Permanent Delegate to the National Council of Provinces from Gauteng
- Incumbent
- Assumed office 9 June 2019

Personal details
- Party: African National Congress
- Relations: Jessie Duarte (sister)
- Children: Fareea Dangor, Razien Dangor, Bahia Dangor

= Mohammed Dangor =

South African politician, diplomat and anti-apartheid activist

Mohammed Dangor is a South African politician, diplomat and anti-apartheid activist who has been a Permanent Delegate to the National Council of Provinces since June 2019. He is a member of the Gauteng provincial delegation representing the African National Congress. Dangor had previously served as South Africa's ambassador to Libya, Syria, and Saudi Arabia.

==Background==
One of nine children, Dangor became involved in the struggle against apartheid at a young age. After the end of apartheid, Dangor became South Africa's ambassador to Libya, Syria, and Saudi Arabia.

==Parliamentary career==
Following the 2019 general election, Dangor was elected as a permanent delegate to the National Council of Provinces from the Gauteng province, representing the African National Congress. He was the only delegate not sworn in along with all the other permanent delegates during the first sitting of the NCOP on 23 May 2019; he was sworn in on 9 June 2019 at Constitutional Hill in Johannesburg by Judge President Dustan Mlambo of the Gauteng Division of the High Court.

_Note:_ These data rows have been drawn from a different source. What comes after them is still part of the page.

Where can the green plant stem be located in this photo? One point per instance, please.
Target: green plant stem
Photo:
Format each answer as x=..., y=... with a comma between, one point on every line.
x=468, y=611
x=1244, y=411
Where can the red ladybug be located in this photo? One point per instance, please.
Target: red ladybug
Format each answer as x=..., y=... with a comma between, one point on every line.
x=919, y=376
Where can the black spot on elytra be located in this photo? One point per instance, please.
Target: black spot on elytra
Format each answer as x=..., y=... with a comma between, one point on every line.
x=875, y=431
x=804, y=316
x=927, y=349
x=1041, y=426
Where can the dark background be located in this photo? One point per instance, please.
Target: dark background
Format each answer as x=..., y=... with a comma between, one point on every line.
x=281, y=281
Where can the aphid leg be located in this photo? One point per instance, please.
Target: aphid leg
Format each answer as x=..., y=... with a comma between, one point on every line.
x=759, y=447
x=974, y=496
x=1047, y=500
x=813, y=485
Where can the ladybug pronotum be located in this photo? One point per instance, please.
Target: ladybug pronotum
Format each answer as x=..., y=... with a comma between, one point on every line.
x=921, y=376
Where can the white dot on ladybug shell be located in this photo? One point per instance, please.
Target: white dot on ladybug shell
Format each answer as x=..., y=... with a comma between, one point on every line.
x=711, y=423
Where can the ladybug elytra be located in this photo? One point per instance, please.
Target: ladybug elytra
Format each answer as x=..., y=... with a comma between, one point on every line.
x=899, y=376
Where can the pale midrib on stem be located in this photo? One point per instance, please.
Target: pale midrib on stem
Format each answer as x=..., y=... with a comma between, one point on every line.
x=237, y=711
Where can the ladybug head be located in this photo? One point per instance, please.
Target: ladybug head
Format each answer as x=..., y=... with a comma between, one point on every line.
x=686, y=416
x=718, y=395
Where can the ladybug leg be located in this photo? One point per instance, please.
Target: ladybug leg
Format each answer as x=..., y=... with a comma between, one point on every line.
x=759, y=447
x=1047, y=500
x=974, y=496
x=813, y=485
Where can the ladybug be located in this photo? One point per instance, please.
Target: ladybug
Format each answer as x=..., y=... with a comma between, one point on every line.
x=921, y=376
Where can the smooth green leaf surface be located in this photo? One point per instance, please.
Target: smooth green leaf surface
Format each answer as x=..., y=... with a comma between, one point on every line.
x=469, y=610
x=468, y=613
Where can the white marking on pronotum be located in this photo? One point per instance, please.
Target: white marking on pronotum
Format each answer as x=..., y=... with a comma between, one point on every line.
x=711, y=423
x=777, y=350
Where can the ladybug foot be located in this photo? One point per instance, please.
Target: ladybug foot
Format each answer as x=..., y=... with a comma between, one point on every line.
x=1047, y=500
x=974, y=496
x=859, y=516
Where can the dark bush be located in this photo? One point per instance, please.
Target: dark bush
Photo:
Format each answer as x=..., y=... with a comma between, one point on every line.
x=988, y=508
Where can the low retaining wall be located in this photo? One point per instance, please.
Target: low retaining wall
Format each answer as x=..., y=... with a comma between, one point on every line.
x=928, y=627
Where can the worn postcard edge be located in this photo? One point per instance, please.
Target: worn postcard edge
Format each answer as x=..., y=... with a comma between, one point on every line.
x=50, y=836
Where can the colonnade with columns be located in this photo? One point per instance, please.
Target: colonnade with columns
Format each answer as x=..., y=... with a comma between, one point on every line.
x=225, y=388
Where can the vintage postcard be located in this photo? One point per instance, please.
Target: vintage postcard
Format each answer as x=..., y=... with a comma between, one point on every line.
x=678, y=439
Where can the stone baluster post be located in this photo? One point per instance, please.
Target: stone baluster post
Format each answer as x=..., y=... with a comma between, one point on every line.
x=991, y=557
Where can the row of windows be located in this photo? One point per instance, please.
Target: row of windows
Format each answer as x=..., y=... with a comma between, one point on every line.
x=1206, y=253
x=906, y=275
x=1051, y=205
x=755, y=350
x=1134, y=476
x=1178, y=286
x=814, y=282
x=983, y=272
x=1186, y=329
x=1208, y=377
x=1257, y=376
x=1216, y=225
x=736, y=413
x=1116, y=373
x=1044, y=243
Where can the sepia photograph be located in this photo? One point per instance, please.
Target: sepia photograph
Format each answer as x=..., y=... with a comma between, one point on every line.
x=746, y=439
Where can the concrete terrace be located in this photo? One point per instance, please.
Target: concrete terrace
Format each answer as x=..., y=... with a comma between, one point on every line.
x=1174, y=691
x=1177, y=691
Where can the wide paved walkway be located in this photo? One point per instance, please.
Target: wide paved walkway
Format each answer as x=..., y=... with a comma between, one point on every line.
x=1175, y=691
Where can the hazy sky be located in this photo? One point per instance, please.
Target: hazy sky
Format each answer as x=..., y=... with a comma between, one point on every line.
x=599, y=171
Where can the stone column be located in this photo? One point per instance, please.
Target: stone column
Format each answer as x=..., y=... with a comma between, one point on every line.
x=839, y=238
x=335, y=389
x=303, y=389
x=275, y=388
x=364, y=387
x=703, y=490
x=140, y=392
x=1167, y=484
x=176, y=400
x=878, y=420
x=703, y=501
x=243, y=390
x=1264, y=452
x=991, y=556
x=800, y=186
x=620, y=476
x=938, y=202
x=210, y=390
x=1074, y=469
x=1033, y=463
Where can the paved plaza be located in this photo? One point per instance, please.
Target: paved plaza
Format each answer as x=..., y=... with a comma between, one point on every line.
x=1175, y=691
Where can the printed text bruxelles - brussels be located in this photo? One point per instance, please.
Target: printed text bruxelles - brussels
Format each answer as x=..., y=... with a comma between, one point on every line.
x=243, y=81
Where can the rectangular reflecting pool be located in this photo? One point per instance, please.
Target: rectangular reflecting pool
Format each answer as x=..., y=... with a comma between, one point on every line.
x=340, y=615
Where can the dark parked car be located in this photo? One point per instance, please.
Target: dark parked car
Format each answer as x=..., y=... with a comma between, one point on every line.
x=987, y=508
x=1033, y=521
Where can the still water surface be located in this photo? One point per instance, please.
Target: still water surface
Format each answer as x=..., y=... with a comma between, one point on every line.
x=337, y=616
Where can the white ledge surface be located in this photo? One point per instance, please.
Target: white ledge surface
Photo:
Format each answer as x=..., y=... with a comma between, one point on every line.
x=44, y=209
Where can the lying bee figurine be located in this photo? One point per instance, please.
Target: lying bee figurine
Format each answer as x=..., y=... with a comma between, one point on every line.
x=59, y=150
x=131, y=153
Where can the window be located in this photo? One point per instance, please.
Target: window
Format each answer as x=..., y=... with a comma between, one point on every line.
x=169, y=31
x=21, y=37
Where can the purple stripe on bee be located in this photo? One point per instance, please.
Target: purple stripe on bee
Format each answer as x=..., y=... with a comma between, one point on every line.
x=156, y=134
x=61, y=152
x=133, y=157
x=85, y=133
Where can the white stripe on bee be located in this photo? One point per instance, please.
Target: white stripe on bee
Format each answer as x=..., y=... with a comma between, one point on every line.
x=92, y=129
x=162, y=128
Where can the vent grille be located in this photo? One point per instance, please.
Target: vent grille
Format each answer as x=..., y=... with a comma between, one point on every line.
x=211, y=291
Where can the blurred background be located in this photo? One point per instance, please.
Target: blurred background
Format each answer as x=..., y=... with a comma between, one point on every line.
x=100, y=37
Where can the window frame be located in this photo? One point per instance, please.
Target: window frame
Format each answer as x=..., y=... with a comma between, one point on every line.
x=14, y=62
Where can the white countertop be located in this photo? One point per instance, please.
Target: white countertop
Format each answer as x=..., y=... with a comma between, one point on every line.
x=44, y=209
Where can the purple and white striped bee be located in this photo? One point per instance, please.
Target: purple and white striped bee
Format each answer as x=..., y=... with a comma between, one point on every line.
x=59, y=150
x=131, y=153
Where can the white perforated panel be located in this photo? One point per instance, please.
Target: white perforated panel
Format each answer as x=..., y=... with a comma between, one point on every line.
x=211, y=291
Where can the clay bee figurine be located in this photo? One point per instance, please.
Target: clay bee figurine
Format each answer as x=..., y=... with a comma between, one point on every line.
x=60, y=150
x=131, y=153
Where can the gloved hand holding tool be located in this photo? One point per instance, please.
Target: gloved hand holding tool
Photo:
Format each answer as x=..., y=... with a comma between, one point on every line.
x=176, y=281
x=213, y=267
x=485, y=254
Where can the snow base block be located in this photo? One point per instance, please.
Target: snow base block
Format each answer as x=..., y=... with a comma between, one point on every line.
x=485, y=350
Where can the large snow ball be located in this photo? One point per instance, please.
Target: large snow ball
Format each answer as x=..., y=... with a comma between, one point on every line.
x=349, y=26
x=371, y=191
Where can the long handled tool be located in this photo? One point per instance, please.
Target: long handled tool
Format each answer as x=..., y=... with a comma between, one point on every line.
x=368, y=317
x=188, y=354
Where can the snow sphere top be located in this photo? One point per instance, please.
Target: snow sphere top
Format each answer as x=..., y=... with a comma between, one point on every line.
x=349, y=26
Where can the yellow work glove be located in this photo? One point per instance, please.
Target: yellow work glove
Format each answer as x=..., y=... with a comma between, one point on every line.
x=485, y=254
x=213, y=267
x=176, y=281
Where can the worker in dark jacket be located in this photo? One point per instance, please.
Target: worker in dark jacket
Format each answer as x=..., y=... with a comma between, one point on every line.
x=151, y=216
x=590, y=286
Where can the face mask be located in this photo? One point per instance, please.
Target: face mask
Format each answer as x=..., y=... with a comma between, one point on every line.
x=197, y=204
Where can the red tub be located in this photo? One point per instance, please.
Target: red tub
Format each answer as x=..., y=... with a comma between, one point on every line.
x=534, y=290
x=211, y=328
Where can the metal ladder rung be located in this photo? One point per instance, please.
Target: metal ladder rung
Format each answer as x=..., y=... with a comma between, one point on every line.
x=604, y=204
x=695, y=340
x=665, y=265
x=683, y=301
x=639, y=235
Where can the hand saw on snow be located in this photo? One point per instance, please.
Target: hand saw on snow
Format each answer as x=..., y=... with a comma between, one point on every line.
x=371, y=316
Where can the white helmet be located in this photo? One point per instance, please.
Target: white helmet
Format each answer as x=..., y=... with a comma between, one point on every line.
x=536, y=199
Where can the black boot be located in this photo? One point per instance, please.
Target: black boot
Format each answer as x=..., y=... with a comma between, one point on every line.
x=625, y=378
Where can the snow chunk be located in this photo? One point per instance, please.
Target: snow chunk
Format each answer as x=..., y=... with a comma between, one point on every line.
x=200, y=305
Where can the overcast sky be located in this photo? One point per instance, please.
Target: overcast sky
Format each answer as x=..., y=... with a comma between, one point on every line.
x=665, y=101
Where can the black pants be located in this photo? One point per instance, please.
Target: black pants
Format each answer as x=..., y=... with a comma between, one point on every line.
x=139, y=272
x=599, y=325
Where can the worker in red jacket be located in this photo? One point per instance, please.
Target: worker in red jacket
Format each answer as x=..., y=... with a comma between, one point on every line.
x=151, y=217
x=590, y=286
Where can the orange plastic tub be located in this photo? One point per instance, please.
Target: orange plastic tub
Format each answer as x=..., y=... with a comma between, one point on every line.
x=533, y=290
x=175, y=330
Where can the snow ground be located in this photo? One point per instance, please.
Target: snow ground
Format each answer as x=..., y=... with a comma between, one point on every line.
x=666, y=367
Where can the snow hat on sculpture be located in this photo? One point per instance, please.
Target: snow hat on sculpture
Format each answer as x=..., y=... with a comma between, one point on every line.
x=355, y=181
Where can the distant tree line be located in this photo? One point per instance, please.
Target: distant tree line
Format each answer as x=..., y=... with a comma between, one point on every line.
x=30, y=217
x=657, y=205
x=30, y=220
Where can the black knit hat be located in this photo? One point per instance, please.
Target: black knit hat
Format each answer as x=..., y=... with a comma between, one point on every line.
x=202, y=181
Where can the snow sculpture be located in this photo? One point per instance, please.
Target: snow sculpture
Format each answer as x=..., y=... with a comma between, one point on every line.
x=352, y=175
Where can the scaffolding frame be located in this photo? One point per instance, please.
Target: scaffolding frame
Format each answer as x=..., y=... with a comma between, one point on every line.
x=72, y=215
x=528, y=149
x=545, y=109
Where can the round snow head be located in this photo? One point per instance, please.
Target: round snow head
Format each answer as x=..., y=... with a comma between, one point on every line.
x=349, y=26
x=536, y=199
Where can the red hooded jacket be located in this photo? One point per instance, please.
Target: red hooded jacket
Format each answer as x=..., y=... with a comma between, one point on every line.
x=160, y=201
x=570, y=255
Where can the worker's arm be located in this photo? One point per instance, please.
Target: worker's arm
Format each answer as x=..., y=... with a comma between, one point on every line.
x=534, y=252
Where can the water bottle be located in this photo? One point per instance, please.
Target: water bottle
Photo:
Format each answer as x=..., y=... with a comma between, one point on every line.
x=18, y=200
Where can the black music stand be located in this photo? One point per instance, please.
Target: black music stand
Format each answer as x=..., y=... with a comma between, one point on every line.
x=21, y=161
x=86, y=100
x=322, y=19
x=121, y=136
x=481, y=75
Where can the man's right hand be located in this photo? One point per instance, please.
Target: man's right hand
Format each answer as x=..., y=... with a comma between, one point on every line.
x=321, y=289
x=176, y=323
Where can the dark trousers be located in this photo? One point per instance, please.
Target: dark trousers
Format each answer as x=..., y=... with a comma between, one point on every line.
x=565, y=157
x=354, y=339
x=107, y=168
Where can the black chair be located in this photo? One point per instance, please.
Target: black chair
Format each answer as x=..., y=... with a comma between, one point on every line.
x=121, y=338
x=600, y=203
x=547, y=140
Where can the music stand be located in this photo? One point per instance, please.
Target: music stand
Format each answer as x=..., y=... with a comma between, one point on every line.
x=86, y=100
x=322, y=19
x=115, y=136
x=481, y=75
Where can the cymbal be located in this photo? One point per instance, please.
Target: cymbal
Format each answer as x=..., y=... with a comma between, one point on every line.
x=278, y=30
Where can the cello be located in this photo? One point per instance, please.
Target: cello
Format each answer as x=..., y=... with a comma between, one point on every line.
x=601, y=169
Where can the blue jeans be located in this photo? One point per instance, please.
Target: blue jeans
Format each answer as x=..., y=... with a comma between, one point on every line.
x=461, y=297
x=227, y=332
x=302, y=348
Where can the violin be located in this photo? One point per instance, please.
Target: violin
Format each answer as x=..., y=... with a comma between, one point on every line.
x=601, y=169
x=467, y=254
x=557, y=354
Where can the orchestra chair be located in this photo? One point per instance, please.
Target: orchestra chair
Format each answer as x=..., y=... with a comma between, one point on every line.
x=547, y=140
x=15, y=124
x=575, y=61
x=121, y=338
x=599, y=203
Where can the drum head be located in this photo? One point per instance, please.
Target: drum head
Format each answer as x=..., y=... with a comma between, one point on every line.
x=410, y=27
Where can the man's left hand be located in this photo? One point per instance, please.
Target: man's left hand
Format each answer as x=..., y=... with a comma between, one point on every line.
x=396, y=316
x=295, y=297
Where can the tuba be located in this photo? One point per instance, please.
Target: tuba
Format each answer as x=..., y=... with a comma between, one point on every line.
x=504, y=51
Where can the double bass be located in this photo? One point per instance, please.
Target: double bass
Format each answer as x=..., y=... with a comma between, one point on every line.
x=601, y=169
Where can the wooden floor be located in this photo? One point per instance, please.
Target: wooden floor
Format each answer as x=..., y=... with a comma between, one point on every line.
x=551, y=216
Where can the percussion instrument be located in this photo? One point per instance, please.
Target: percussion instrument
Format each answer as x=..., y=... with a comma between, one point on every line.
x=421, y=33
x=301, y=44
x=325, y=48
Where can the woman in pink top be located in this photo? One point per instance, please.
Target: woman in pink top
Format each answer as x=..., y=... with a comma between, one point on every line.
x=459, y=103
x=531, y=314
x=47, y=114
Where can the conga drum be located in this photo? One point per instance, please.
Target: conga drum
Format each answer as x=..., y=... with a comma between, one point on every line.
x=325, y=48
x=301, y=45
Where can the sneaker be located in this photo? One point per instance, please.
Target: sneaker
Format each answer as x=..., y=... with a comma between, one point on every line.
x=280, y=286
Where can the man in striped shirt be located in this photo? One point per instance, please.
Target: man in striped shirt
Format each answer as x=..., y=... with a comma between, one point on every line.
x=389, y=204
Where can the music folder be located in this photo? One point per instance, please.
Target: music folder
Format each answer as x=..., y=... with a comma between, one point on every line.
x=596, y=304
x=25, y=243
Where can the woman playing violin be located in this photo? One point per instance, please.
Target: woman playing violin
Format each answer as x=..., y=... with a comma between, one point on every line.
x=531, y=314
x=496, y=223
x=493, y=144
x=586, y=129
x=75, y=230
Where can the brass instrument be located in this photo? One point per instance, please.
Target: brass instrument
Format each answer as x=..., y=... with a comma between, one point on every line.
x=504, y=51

===Committee assignments===
- Joint Constitutional Review Committee
- Select Committee on Cooperative Governance and Traditional Affairs, Water and Sanitation and Human Settlements
- Select Committee on Land Reform, Environment, Mineral Resources and Energy
- Select Committee on Petitions and Executive Undertakings
- Select Committee on Public Enterprises and Communication (Alternate Member)
- Select Committee on Security and Justice
- Select Committee on Transport, Public Service and Administration, Public Works and Infrastructure
- Select Committee on Trade and Industry, Economic Development, Small Business Development, Tourism, Employment and Labour

==Personal life==
Dangor is a brother of the late ANC deputy secretary-general and anti-apartheid activist Jessie Duarte.

In March 2019, Dangor and his wife were admitted to ICU after they were brutally attacked during a robbery at their home in Johannesburg, Gauteng.